A first-of-its-kind mixed gender game will be held after the World Cup to break gender stereotypes in cricket.
Mithali Raj is at the crease while Virat Kohli is at the other end of the pitch — what sounds like a dream team could actually turn out to be reality, thanks to the Royal Challenge Sports Drink#ChallengeAccepted campaign. The first-of-its-kind mixed gender will see the biggest names in cricket like Harmanpreet Kaur, Veda Krishnamurthy and Mithali Raj get together with the likes of Virat Kohli and other RCB players to break gender-based stereotypes and promote equality in cricket. While women’s cricket has been receiving increased attention over the last few years, it’s nowhere near the overwhelming support that men’s cricket garners. Talking about the mixed gender match, Bengaluru girl and Indian cricket team member Veda Kirshnamurthy says, “It’s going to be exciting playing with AB de Villiers or Virat — if we can have a chat with them and understand the game the way they do, it’ll be great.”
India’s most celebrated women’s cricketer and national team captain Mithali Raj says, “A lot of people don’t realise that when we prepare for any big matches or national games, most of us train along with the boys. Even if we play for India, our practice games are usually played against the boys.
For us, it’s not something new, but yes, for the general public, it will be a new concept.When you play a match, there are so many interactions that happen on ground - I’m looking forward to it.”

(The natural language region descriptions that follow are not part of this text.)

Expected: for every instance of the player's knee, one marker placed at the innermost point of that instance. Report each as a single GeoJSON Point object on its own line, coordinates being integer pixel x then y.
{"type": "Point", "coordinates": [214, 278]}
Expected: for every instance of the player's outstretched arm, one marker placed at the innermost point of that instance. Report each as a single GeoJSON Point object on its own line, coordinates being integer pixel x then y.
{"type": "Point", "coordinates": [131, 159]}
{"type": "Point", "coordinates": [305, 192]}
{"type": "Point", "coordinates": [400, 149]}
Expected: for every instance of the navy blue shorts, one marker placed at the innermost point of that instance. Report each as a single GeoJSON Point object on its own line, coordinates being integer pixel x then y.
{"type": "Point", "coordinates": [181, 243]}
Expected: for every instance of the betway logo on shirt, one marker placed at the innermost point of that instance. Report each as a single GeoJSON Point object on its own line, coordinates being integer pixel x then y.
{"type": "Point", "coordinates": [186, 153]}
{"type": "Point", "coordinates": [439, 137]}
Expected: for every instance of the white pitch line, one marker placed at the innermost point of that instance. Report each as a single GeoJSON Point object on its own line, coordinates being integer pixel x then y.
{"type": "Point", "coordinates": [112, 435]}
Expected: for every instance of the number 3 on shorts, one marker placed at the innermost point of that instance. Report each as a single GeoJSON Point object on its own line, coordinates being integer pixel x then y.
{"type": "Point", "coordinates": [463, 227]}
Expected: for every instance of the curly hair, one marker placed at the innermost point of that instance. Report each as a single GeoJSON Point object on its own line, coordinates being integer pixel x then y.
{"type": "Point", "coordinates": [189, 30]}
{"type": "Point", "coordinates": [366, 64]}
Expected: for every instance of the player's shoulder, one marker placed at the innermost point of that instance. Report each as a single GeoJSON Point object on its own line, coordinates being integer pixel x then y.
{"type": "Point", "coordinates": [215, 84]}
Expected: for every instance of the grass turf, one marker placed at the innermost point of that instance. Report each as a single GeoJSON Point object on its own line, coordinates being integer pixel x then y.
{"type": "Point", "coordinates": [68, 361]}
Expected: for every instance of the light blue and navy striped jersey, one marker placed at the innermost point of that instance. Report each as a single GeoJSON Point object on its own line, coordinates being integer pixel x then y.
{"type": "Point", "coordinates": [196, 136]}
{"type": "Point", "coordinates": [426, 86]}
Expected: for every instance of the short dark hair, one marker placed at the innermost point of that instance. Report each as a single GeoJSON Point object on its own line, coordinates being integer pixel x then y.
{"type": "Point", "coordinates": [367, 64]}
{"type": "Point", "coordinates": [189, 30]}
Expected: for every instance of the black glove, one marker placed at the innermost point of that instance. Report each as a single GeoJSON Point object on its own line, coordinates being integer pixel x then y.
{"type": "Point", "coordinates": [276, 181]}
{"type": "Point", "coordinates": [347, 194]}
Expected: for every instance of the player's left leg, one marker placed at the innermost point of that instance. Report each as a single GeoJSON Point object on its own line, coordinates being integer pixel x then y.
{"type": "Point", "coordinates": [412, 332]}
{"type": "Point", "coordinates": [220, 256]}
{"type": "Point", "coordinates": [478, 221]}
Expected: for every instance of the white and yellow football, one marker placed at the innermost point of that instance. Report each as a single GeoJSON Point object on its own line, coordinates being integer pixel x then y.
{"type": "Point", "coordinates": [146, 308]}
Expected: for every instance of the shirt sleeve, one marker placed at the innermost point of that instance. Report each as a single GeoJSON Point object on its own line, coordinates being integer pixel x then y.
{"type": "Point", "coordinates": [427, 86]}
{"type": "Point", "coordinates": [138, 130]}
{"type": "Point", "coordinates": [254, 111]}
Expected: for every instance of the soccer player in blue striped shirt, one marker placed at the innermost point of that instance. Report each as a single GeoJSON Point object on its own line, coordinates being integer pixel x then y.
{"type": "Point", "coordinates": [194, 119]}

India’s T20 captain Harmanpreet Kaur, who calls this a great concept says she’d love to play a game with Virender Sehwag. “As a kid, I always wanted to bat with him. Also, it’ll be an honour to play with cricketers like Virat and ABD.”
With the IPL being massively popular in the country, is it time for a women’s T20 league?” Yes, it’s very much needed. If you look at Australia and England, they’ve already been doing it. There’s a lot of improvement in the national side set up as well. The gap between domestic and international – that’s where IPL will come into play. We can explore more people to see if they can handle the pressure and do well at the international level. A lot of people at the IPL level have performed well and made it to their national squad. So, a league is needed to make sure the gap is smaller,” answers Veda.
Mithali, who’s been calling for a women’s T20 league feels it’s crucial to have one now that the following for women’s cricket has grown in leaps and bounds. “The team’s been doing well. We need to give people some push to look forward to various other than the international series which we play. We’ve seen how these leagues have helped Cricket Australia or ECB England when it comes to the domestic structure. It’s not just about BCCI taking the initiative, but more franchises need to come in to start a league. Maybe we could start off with three to four teams and then slowly take it to eight teams.”
Echoes Harmanpreet. “In the domestic circuit, we currently don’t have many live games. For the women, it’s usually a jump from the domestic to India level - so there’s not much experience in between.
If an IPL is introduced, domestic players can share the dressing room with international and other Indian players and get some good experience. It’ll be nice for them to play in front of crowd and under the cameras.”